6.- Der Beschwerde hätte im Übrigen kein Erfolg beschieden sein können: Nach Art. 14 Abs. 1 UNO-Pakt II hat jedermann Anspruch darauf, dass über eine gegen ihn erhobene strafrechtliche Anklage oder seine zivilrechtlichen Ansprüche und Verpflichtungen durch ein zuständiges, unabhängiges, unparteiisches und auf Gesetz beruhendes Gericht in billiger Weise und öffentlich verhandelt wird. Weiter wird in dieser Bestimmung unter anderem festgelegt, dass - unter dem Vorbehalt von Interessen Jugendlicher und von Verfahren betreffend Ehestreitigkeiten oder Vormundschaft über Kinder - jedes Urteil in einer Straf- oder Zivilsache öffentlich zu verkünden ist.

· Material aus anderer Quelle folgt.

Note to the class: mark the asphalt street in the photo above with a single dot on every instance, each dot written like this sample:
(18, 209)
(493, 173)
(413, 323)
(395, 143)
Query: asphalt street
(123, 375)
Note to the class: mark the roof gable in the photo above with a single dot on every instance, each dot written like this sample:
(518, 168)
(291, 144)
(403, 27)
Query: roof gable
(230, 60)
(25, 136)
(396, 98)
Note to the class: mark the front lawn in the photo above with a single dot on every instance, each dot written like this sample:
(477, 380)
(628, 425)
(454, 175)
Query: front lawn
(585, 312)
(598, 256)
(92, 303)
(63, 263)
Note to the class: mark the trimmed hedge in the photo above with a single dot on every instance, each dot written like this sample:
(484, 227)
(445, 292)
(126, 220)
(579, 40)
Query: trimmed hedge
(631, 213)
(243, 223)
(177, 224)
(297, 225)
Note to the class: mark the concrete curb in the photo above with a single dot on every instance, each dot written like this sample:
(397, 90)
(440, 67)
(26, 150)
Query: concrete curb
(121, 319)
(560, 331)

a) Der Beschwerdeführer will das betreibungsrechtliche Beschwerdeverfahren als Zivilsache im Sinne der genannten Bestimmung qualifiziert wissen. Im vorliegenden Fall sei es um die "Rückzahlung der von der Zwangsvollzugsbehörde in amtsmissbräuchlicher Weise oder zumindest ... offensichtlich ohne rechtliche Grundlage ... mit Androhung weiteren Ungemachs erzwungenen Zahlung ... von Fr. 334. 20" gegangen. Konkret verletzt worden seien die durch Art. 14 Abs. 1 UNO-Pakt II garantierten Ansprüche auf ein faires Verfahren, auf eine billige Anhörung, auf Waffengleichheit, auf Mündlichkeit sowie Partei- und Publikumsöffentlichkeit des Verfahrens, auf öffentliche Urteilsverkündung sowie auf ein unparteiisches und unabhängiges Gericht.
b) Im betreibungsrechtlichen Beschwerdeverfahren haben die Aufsichtsbehörden nicht über materielle Zivilansprüche der an einem Zwangsvollstreckungsverfahren Beteiligten zu entscheiden, sondern einzig darüber zu befinden, ob von diesen beanstandete Amtshandlungen der Vollstreckungsorgane gesetzeskonform sind oder nicht. Dass der Beschwerdeführer hier den Antrag gestellt hatte, es sei ihm der dem Betreibungsamt - zur Tilgung der Betreibungsforderung (Art. 12 Abs. 2 SchKG) bzw. zur Erwirkung der Beendigung der Betreibung - überwiesene Betrag zurückzuerstatten, vermag daran nichts zu ändern.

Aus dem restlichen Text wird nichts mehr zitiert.